Gestational diabetes is a serious metabolic condition that can occur during pregnancy. In this condition, increasing glucose intolerance caused by the change in hormone levels and stresses of pregnancy can reduce the ability of the pancreas to produce sufficient insulin to metabolize the blood glucose. This imbalance can cause serious risks for both the mother and the child.
Understanding Gestational Diabetes?
During pregnancy, certain types of hormones in the placenta help to shift nutrients to the fetus. Other hormones help to prevent low blood sugar when this occurs. The pancreas produces more insulin to aid in this task. However, if the pancreas is unable to produce enough insulin to regulate blood sugar levels, gestational diabetes will be the result.
Complications of Gestational Diabetes
High blood glucose concentrations can increase the risk for miscarriage and can negatively affect the development of the fetus. Defects of major organs such as the heart and brain can occur. It can contribute to over-nutrition of the fetus that can lead to increased birth weight that is dangerous for the mother. Gestational diabetes can also lead to severe blood sugar drops in the child after birth.
Who Is At Risk?
Medical experts recognize a number of risk factors for developing gestational diabetes. However, this condition can develop even when these factors are not present.
- Women who are overweight, that is, those over 20 percent higher than ideal weight
- Pregnant women who have high levels of sugar in their urine
- Pregnant women whose glucose level tests indicate impaired fasting glucose or impaired glucose tolerance
- Women with family members who have been diagnosed with diabetes
- Women who belong to groups who are at high risk for diabetes, such as Native Americans, Asians, African-Americans and Hispanic Americans.

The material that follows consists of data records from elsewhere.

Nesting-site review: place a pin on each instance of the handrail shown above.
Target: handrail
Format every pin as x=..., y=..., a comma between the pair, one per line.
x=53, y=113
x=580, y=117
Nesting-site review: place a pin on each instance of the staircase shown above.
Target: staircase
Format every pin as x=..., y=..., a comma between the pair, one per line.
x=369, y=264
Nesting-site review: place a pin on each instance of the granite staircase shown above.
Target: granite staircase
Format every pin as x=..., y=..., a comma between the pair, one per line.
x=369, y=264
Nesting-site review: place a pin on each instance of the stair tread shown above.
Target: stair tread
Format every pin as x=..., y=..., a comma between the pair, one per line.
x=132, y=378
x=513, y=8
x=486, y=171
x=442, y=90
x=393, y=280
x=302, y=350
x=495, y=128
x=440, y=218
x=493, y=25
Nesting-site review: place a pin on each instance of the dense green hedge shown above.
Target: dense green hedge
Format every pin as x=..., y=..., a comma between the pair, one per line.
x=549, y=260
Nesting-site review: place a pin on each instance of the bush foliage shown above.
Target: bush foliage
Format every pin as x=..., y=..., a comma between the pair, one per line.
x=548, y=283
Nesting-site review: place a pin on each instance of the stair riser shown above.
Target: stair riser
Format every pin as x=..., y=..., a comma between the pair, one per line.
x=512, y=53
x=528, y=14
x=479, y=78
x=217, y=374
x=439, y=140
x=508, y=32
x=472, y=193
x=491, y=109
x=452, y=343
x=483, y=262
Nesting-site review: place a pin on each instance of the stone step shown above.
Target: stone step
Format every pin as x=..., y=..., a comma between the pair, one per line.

- Women who have given birth to a baby over nine pounds
- Women who have had a stillborn baby
- Women who have had gestational diabetes during a previous pregnancy
- Women who have too much amniotic fluid during their pregnancy
Diagnosis and Treatment
Gestational diabetes generally begins about midpoint in the pregnancy. An oral glucose tolerance test and the 24th and 28th week will generally tell your physician if insulin resistance has become a problem. Treatment includes careful attention to diet. Women are advised to limit their fat and protein and eat more fruits and vegetables and complex carbohydrates. If diet alone is not sufficient to manage blood glucose levels, medication or insulin may be necessary. The physician will also monitor the development of the fetus carefully.
Long-Term Repercussions of Gestational Diabetes
Evidence suggests that women who have had gestational diabetes with their pregnancies may be at risk for developing Type-2 diabetes in later years. This data suggest that women who have had this condition should continue eating a healthy diet, even after pregnancy to keep blood sugar levels in check throughout their lives. Women who have been diagnosed with gestational diabetes should have their blood sugar checked during routine annual physical examinations.